Be sure to read and follow the instructions carefully as you are running through the code to ensure you understand what is happening.
From folder 02 - Notebooks
all the exercises are stored in notebooks in sequential order.
To ensure this repository is generalisable the data used throughout is open data sourced from Kaggle. The specific datasets are listed below:
- Air BnB Open Data - Kaggle
- COVID-19 dataset - Kaggle
- IMDB Datasets - Kaggle
- Steam Games, Reviews, and Rankings - Kaggle
These are stored in a Databricks catalog within the Production environment in a data catalog specifically designed to provide a sandbox of open data for analysts to practice manipulating in Databricks. By default any user of the environment is granted read-only access to the data.

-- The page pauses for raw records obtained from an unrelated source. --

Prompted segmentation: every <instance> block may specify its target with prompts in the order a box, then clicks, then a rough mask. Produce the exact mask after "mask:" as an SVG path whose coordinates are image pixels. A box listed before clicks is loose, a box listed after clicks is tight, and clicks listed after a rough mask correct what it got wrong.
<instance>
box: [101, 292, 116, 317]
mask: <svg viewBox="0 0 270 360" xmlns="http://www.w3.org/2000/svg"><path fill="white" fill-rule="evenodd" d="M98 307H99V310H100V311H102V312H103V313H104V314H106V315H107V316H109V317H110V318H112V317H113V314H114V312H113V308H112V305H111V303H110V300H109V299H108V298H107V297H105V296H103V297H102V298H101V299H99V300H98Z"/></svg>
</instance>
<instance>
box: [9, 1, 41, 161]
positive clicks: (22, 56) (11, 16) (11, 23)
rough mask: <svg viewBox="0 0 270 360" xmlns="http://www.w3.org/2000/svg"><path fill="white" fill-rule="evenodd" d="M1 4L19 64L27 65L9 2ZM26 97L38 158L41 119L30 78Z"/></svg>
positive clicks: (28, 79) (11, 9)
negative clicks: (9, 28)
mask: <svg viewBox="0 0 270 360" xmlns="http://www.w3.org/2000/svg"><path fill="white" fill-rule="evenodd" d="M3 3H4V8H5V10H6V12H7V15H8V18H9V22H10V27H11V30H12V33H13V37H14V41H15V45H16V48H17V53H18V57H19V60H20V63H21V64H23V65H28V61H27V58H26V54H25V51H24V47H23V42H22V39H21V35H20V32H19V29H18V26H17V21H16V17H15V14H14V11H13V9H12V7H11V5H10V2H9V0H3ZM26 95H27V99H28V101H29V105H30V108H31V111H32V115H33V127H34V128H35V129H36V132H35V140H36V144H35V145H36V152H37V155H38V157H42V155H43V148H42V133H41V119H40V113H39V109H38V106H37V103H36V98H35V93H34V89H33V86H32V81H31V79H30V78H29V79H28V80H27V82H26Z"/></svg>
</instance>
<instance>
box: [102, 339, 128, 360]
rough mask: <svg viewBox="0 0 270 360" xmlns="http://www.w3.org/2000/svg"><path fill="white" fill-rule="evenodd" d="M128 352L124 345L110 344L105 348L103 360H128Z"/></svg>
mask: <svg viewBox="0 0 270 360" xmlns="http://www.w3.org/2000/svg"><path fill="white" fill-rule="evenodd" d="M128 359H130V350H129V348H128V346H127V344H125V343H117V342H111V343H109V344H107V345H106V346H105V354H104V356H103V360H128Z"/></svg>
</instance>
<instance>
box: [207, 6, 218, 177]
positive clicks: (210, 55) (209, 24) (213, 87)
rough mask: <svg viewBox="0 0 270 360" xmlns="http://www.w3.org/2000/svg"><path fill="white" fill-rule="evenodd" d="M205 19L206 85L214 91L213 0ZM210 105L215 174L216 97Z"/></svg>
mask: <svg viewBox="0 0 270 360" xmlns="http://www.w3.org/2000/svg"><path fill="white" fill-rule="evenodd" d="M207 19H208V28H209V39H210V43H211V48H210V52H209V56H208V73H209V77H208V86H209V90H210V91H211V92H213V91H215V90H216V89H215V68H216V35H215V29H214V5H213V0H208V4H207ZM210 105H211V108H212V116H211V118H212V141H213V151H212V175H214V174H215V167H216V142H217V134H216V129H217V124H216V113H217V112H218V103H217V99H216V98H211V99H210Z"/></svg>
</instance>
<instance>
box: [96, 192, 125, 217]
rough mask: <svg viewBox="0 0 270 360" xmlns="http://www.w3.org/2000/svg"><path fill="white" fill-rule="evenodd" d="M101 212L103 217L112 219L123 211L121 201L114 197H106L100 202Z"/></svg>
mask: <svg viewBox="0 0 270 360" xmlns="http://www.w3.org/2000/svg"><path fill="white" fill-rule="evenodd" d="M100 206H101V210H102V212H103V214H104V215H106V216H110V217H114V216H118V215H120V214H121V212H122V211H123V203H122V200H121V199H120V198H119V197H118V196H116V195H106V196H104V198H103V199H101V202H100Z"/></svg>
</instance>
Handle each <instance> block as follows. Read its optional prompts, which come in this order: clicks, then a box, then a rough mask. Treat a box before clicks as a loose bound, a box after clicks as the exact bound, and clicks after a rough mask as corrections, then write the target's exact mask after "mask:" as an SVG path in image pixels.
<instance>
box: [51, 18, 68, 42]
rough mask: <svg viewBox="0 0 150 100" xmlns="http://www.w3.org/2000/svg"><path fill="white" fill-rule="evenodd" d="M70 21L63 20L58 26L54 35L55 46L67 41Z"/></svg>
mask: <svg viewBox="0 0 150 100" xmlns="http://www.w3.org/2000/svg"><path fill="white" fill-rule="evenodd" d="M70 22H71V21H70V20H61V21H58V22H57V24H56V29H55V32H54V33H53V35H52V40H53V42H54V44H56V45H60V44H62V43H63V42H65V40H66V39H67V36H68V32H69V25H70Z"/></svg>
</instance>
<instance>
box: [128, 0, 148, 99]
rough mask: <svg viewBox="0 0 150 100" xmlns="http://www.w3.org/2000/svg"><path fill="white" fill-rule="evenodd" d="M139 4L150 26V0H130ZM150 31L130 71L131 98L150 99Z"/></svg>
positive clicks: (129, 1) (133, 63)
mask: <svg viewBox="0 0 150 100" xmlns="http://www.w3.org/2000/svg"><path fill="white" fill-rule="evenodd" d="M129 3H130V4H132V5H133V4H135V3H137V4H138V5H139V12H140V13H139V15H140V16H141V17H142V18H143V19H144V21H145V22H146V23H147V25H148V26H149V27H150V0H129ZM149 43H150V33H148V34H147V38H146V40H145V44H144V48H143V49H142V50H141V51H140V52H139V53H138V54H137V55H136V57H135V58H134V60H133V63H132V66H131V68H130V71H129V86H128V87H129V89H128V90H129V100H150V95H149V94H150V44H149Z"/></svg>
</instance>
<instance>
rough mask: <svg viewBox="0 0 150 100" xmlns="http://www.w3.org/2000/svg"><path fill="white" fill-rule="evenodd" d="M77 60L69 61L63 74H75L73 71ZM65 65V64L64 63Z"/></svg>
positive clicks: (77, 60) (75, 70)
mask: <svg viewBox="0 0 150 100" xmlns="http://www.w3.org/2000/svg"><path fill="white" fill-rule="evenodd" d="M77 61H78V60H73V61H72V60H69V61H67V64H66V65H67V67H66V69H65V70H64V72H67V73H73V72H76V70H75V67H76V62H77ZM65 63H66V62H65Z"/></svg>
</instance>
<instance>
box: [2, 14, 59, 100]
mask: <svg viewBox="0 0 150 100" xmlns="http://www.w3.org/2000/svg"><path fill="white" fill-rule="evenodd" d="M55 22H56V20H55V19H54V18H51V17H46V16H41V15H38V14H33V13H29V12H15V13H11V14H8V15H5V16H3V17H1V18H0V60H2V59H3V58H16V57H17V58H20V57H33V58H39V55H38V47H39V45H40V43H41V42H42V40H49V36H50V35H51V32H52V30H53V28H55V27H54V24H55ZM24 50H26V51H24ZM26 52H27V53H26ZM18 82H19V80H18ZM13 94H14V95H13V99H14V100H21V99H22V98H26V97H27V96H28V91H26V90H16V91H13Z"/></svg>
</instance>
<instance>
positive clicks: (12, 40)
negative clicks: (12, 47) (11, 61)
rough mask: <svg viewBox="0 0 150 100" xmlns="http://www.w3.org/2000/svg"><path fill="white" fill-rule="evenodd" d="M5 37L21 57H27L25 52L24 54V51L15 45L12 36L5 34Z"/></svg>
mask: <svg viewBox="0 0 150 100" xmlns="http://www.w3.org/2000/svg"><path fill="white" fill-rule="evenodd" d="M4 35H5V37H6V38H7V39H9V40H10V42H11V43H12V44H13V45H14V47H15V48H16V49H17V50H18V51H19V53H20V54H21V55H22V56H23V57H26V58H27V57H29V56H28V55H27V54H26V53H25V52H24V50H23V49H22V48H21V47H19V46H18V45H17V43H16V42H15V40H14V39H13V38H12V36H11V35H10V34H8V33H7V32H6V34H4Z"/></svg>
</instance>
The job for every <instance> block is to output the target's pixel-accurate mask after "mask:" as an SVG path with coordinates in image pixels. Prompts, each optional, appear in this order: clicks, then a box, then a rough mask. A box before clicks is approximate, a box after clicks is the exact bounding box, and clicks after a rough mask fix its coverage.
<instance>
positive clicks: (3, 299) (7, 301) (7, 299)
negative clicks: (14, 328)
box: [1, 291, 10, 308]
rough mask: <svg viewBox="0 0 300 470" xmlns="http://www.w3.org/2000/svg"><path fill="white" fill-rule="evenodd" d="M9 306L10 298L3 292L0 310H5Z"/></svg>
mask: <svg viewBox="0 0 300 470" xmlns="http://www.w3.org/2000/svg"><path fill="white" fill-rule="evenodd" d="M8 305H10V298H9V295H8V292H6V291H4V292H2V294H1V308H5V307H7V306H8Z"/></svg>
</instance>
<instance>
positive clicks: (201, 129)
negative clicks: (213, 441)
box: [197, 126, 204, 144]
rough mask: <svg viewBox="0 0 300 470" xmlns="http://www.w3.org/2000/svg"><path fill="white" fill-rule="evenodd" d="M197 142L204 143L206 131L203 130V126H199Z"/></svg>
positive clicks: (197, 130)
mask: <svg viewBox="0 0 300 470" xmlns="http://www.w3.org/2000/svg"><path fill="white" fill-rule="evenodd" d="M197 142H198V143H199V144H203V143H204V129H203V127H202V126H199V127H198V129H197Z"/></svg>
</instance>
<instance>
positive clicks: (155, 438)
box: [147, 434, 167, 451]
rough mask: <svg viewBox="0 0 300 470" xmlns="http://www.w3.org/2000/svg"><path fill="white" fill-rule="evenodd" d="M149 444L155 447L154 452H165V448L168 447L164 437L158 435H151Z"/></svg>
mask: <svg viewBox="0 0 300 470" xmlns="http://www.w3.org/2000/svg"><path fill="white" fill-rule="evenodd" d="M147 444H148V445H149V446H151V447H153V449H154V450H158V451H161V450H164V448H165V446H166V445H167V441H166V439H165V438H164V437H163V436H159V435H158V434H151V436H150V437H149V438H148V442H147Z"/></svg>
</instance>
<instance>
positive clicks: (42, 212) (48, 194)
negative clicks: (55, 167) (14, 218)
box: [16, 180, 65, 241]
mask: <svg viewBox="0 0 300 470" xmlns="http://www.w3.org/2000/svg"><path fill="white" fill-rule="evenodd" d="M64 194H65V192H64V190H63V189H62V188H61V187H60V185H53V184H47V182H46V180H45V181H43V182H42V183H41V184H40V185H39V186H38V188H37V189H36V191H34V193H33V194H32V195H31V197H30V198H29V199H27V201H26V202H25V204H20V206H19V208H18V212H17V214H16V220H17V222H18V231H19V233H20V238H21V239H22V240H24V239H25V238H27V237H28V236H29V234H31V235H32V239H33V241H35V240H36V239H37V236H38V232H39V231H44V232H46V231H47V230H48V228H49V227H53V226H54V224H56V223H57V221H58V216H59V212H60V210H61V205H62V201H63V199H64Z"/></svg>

The exception to this is the AirBNB dataset which is used as an example of importing data and is included in the respository folder resources
titled Airbnb_Open_Data.csv
.
Each dataset that is stored in the training catalog is kept in it's own schema (covid
, imdb
, steam
respectively). If you to want to use this training repository on another environment you will need to download these datasets, import them into a catalog in the following structure, and replace the hardcoded catalog name catalog_40_copper_analyst_training
used in queries throughout the repository.
- Catalog name (catalog)
- covid (schema)
- covid_data (table)
- imdb (schema)
- name_basics (table)
- title_akas (table)
- title_basics (table)
- title_crew (table)
- title_episode (table)
- title_principles (table)
- title_ratings (table)
- steam (schema)
- games_descriptions (table)
- games_ranking (table)
- steam_game_reviews (table)
- covid (schema)
If you want to add exercises or tutorials to this repository you can create a new branch by clicking the git button in the top left corner of this notebook. It will always have the title of the branch you are on, so presuming you just cloned this repo it will currently say 'main'.
This will allow you to create a new branch where you can add a new folder for the exercise you want to contribute. Once you have completed writing and testing it, you can raise a pull request on the GitHub repository databricks_code_learn
.
Nothing pushed to the repository should not contain any sensitive data including URLs of organisational environments, services or data, or personally identifiable information of any kind. This extends to images and screenshots within the repository as well.
Code should be portable, meaning that no changes to the code should have to be made by a user to successfully run through the exercises. Where values may be different between users widgets or other methods of parameterisation should be used.
Exercises should focus on completing a single process within the databricks environment using the open data sources above where possible.
Where possible exercises should focus on performing a task in a single language, or a single language with some SQL for data retrieval.